By Jeff Horwitz
Sunday, June 7, 2009
Three times in the past month, government agencies have targeted Google for antitrust reviews. An outstanding private lawsuit alleges that Google tried to kill a business-to-business search engine with predatory pricing. And during the waning months of the Bush administration, soon-to-be Obama antitrust chief Christine Varney declared that Google "has acquired a monopoly in Internet online advertising." Last month she asserted that the Bush administration had been too lax in combating monopolistic behavior and that the Obama Justice Department would no longer "stand on the sidelines."
That should explain why Dana Wagner, a former Department of Justice antitrust lawyer hired by Google just last year, is rapidly becoming one of the company's public faces. Along with Adam Kovacevich, a company public-policy spokesman, Wagner has been talking to advertising clients, public officials, reporters and academics in an effort to diffuse the impression that Google has a competition law problem.
As might be expected, Google's presentation highlights the company's many good works and "don't be evil" corporate philosophy. But there's another element at front and center of the presentation: According to Warner and Kovacevich, their company holds only a 2.66 percent share of its total market.
If that number seems low for the runaway success story of the Internet age, Google wants you to believe that it's just a question of market definition. Google rejects the idea that it's in the search advertising business, an industry in which it holds more than a 70 percent share of revenue. Instead, the company says that its competition is all advertising, a category broad enough to include newspaper, radio and highway billboards. Google's argument is not simply that it's not a big bully. If you believe the company, it's not even that big.
"We need to move past intuitive market definitions and actually look at how consumers, advertisers and publishers are shifting their spending," Wagner said. "Market definition is job one, and hopefully people aren't bringing too many preconceived notions to that."
At first glance, this seems like a tough position to defend. There's a sharp difference between how companies use mass-market tools like billboards and how they use search-based advertising, which targets consumers far closer to the point of sale. And even if you buy Google's claim that the lines between media have been blurred by technology, it's still hard to explain how the company could maintain a 30 percent operating margin, despite money-losing outlays in a host of adjacent fields, if it faced serious competition. As Wagner himself notes, arguing that Google's market is broader than search advertising is not intuitive. When Microsoft tried to argue that it didn't have a monopoly in the 1990s, that strategy was widely seen as disingenuous.

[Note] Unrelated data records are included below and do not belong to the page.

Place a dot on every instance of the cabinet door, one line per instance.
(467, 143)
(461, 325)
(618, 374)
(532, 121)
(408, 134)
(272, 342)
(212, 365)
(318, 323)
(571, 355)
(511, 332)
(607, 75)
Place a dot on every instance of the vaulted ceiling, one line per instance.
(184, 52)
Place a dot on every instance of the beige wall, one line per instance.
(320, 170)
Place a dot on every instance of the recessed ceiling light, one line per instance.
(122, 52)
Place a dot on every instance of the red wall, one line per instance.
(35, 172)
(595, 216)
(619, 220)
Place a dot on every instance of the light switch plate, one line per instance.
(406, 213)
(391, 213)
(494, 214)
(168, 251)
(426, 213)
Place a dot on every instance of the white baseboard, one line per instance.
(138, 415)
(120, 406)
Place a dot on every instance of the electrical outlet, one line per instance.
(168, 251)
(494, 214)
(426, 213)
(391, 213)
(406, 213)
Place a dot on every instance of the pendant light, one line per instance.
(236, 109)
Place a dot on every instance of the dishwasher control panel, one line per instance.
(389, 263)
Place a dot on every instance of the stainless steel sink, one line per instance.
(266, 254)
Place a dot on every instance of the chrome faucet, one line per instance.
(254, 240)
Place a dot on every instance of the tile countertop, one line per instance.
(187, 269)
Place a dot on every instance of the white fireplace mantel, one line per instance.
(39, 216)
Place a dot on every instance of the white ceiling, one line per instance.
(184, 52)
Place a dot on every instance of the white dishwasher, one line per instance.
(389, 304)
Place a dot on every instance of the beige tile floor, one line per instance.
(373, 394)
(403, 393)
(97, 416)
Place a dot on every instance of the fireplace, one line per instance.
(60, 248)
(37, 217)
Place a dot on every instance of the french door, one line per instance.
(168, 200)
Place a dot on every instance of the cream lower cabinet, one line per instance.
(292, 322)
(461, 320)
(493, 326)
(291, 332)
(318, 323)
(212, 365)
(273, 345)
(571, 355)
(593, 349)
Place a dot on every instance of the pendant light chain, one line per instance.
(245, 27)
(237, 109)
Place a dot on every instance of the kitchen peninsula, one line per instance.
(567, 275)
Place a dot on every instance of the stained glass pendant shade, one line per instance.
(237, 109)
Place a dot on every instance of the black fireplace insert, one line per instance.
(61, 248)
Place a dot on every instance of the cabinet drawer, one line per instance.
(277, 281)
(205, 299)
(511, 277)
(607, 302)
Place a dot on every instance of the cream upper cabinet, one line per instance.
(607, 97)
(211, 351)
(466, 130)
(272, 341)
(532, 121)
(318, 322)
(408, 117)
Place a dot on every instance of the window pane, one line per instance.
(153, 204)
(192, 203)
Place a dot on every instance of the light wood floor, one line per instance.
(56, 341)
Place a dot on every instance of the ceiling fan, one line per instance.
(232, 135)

But that raises the question: "Why bother?" There's no law against trouncing your business competitors. Ever since Judge Learned Hand's landmark decision in U.S. v. Aluminum Co. of America 64 years ago, the court has recognized that under certain circumstances a company may come to dominate its field through "superior skill, foresight, and industry."
It's hard to see Google as anything other than a model example of such a company.
Moreover, nobody's come up with a particularly good case that the company has been stifling other companies. One of the government's antitrust reviews looks into Google's book-scanning settlement -- a deal that was already approved by a court and was forced by publishers. Another investigates a mild overlap between Google's and Apple's boards of directors -- a situation that could easily be fixed by a resignation, assuming any court thought it was a problem. A third has just become public, focusing on whether Google and other leading tech firms have shied away from stealing one another's most talented employees. None of the concerns threatens Google's core business or suggests a dastardly plot.
Still, Google has reason to dread the perception of even benign dominance. Just ask Gary Reback, an attorney for Carr & Ferrell who played a big role in pinning monopoly status to Microsoft in the 1990s. Even if U.S. antitrust law allows for justly earned monopolies, it's rare that a high-profile company ever gets to enjoy that status in peace.
As Reback puts it, the government's approach has traditionally been: "We won't punish you for being successful. But if you're a monopolist and you spit on the sidewalk, we'll break up your company."
Thus monopoly Google could expect a relentless stream of litigation. Historically, this has been a nightmare for the target companies, hemming in their management and constraining their business decisions. It was an antitrust problem that forced AT&T to license the transistor in 1956 at no cost. And as Reback notes in a recent book, "Free the Market!," advocating for more interventionist competition policies, it wasn't a government monopoly lawsuit that broke Standard Oil's power -- it was Texas regulators' decision to hound Standard Oil with litigation. With Standard unable to exploit major new oil discoveries in the state, new competitors such as Texaco arose.
Substitute tech fields for oil fields and you've got an approximation of Google's potential problem. Many routine parts of the company's growth, such as buying small companies to stake out a position in search-related fields, could potentially be construed as anticompetitive if Google is already deemed to have market dominance.
"I think they're going to have trouble with damn near any acquisition, including acquiring your local dry cleaner," Reback said.